第1068回生物科学セミナーを開催します(2/24(水) 17:00~ 3号館412講義室)

 

第 1068 回生物科学セミナー

日時: 2月24日(水) 17:00-18:00

演者: 冨田 太一郎 講師 (東邦大学医学部 生理学講座 統合生理学分野)

演題: p38 MAPKの定量的イメージングにより明らかになった新たな炎症シグナル制御機構

限られた数の分子が外界環境からの情報をどのように細胞内に伝えて、どのように生理機能を制御しているのか?現在までに、生体内分子のシグナル伝達を理解するため、遺伝学あるいは生化学的な手法を中心に膨大なwetデータが集められて、そのデータを基にイン・シリコで仮想的な細胞のシグナル伝達システムを数理的に再構成することまで可能になりつつある。
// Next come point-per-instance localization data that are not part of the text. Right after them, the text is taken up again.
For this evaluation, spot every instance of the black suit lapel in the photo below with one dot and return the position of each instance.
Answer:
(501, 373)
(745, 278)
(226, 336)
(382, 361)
数理モデルやコンピュータシミュレーションの発展は正常な生理機能の理解だけでなく、シグナルの破綻に伴う病態の理解や新たな治療法の開発という側面からも非常に有益であると思われるが、その一方で、生きたモデル動物やヒト細胞でリアルに生じている現象を定量的に解析して理解する手法についてはまだまだ発展途上にある。
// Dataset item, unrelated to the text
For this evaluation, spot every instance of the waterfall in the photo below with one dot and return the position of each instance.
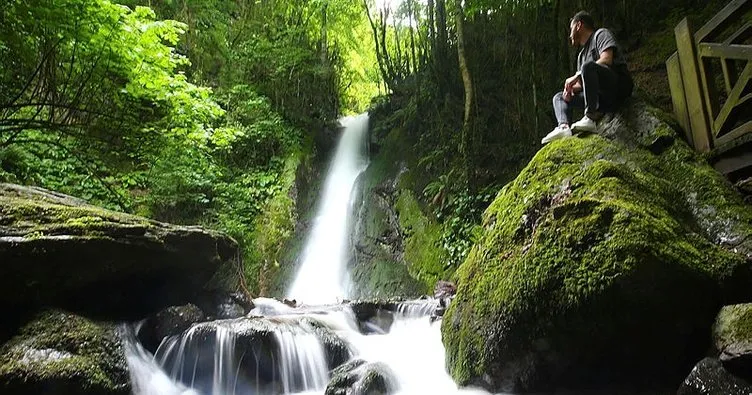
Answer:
(279, 349)
(322, 275)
我々はストレス応答経路のMAPK経路のリン酸化シグナルを生細胞で可視化する蛍光タンパク質性FRETプローブの開発を行い、これを用いて、サイトカイン刺激によって細胞内に生じるp38 MAPK活性をリアルタイムに、かつ、定量的にイメージングすることに成功した。その結果、単一細胞レベルではp38活性が増減を繰り返すオシレーション(振動)を呈しており、さらに興味深いことに、細胞毎にその挙動は不均一な応答を示した。今回、このp38活性の定量的イメージングと数理モデルとを組み合わせた解析を行い、炎症性のp38シグナルの制御機構とその生理機能発現について新しい知見を得たのでこれを報告したい。蛍光イメージング法や数理モデル化手法は実用に際して解決すべき問題点は少なくないが、アイデア次第で従来法では全く予想もつかない現象を目の当たりにできる。新しい方法論についてもぜひ議論したい。